Professore, quali sono i problemi connessi alle tecnologie applicate alla didattica?
Sono problematiche complesse, non riassumibili con una formuletta. Partiamo dal concetto che il libro è una tecnologia, quindi scegliere il libro come alternativa al mondo esterno, dominato dalle cosiddette nuove tecnologie, vuol dire comunque fare una scelta tecnologica. Io penso che la scuola abbia bisogno di aprirsi alla varietà delle tecnologie, che comporta una varietà dei contenuti, dei saperi e delle modalità didattiche. È chiaro, però, che la tecnologia digitale mette in discussione degli aspetti di organizzazione dell’attività didattica.
Non è quindi un problema solo di risorse?
No. È soprattutto un problema di mentalità, di cultura, di contenuti, di curricoli, di atteggiamento dei docenti. E, più in generale, è un limite della cultura della nostra società.
Cosa potrebbe fare il ministero dell’Istruzione?
Intanto, avere un atteggiamento più aperto nei confronti del mondo esterno alla scuola e fare un’azione di promozione, anche a livello degli intellettuali e universitari, che permetta di rendere meno drammatico e angoscioso il rapporto con l’universo odierno dominato dalla Rete, dalla multimedialità e dalle tecnologie digitali.
I docenti però negli ultimi anni hanno fatto dei passi avanti?

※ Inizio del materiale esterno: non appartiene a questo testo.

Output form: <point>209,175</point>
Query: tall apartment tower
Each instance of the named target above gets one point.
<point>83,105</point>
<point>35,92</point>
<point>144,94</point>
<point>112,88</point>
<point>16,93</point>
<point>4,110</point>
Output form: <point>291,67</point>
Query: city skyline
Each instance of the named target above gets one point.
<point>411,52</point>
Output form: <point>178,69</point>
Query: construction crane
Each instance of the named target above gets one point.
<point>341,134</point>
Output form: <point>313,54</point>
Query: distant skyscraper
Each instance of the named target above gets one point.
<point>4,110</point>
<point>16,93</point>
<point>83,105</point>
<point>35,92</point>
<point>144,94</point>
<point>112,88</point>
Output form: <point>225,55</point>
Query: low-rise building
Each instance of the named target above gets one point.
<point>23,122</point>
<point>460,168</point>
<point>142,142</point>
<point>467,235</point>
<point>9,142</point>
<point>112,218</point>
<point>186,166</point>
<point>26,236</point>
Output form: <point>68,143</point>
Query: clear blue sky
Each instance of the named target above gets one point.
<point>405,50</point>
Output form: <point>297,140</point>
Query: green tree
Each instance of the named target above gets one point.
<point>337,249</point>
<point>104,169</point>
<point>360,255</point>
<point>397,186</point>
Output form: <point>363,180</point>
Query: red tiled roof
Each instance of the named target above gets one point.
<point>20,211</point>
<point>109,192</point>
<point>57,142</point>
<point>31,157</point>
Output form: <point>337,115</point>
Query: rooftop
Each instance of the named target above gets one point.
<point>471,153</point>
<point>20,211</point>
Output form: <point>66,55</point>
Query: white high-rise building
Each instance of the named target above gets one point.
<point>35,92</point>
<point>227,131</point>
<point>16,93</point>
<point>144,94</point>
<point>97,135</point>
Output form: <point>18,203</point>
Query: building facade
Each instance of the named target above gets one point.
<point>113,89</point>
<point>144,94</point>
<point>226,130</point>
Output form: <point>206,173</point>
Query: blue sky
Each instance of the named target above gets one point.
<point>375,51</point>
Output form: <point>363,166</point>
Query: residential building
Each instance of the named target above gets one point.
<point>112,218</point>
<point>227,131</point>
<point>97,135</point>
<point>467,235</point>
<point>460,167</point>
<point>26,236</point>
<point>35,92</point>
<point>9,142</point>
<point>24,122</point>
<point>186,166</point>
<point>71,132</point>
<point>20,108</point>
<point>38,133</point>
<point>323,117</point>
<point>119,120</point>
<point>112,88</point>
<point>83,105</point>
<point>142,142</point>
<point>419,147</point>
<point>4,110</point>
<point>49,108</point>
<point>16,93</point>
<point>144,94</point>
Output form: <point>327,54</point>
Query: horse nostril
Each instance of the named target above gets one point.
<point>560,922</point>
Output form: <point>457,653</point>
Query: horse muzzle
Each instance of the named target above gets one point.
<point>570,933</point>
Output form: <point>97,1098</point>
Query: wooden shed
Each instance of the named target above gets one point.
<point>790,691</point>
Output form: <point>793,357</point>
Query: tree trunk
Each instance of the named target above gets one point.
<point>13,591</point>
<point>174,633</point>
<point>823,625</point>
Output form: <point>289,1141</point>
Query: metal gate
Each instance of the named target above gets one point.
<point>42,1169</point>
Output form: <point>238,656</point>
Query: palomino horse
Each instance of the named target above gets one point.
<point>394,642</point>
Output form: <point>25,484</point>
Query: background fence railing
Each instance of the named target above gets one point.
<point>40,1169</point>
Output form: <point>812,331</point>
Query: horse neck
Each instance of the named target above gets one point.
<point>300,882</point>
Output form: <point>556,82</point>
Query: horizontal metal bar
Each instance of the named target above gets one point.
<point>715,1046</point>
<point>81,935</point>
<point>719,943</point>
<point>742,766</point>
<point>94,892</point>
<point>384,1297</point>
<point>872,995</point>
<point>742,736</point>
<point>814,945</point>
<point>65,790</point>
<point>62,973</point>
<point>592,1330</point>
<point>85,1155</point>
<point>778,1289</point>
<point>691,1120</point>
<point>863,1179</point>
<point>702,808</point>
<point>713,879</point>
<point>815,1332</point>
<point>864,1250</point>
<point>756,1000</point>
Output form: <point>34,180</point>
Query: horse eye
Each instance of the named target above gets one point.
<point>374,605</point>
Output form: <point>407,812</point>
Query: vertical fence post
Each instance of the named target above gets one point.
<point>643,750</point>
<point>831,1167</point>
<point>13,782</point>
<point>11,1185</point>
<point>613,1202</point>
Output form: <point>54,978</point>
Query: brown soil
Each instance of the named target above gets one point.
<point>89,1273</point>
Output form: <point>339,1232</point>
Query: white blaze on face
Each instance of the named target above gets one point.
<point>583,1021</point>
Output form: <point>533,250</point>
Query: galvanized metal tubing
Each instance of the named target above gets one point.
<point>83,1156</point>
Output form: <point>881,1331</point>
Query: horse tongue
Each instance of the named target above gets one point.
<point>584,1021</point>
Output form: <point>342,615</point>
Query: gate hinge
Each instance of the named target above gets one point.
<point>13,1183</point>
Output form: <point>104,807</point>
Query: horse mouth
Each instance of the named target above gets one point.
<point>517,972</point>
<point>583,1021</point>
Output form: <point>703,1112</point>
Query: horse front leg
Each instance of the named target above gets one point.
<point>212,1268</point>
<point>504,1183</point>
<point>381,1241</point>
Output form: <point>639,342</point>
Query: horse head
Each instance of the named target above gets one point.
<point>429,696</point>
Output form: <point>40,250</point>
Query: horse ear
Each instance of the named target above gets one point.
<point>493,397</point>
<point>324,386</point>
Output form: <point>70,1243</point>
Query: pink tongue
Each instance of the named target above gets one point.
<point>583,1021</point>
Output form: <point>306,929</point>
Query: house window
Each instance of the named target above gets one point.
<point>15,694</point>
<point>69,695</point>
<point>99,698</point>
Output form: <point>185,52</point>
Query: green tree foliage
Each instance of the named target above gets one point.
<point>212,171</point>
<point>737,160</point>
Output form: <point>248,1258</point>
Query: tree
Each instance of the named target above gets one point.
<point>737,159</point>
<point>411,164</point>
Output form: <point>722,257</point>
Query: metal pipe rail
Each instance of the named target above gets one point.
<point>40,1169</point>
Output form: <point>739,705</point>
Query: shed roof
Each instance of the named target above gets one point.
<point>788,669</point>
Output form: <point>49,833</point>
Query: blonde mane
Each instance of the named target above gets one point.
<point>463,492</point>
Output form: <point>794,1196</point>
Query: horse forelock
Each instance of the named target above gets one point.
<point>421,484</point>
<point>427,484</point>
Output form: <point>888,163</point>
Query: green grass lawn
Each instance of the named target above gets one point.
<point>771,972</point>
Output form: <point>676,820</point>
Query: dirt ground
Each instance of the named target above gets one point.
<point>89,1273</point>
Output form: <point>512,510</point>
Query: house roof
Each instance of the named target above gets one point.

Ci sono dei docenti che hanno seriamente, intelligentemente, anche con uno spirito necessariamente ludico, accettato il rapporto con le tecnologie digitali. Ora, bisognerebbe che coloro che hanno fatto questa scelta, potessero essere messi nelle condizioni di poter mantenere questo atteggiamento: bisognerebbe costruire delle zone ‘franche’ all’interno delle scuole, dove la nuova tecnologia possa essere quello che effettivamente è, senza essere ridotta ai meccanismi della vecchia tecnologia.
Il rapporto tra docente e studente nativo digitale è complesso: quali consigli può dare agli insegnanti per migliorarlo?
Quelli del dialogo, dell’apertura, del conoscere quali sono i meccanismi della produzione e riproduzione culturale nel mondo circostanze. Quindi, occorre sapere cosa c’è nella testa dei ragazzi. Perché è da lì che bisogna partire. Questi ragazzi non sanno scrivere, tutti lo dicono, in parte lo posso anche confermare; tuttavia non conoscono una determinata forma di scrittura, però praticano la scrittura quotidianamente e in ogni momento. Perché con il loro telefono cellulare sono sempre dentro questa dimensione. E allora, bisogna capire che rapporto c’è tra la loro scrittura e quella di tipo scolastico. È lì che bisogna mettere la testa e lavorare: nel rapporto fra informale e formale.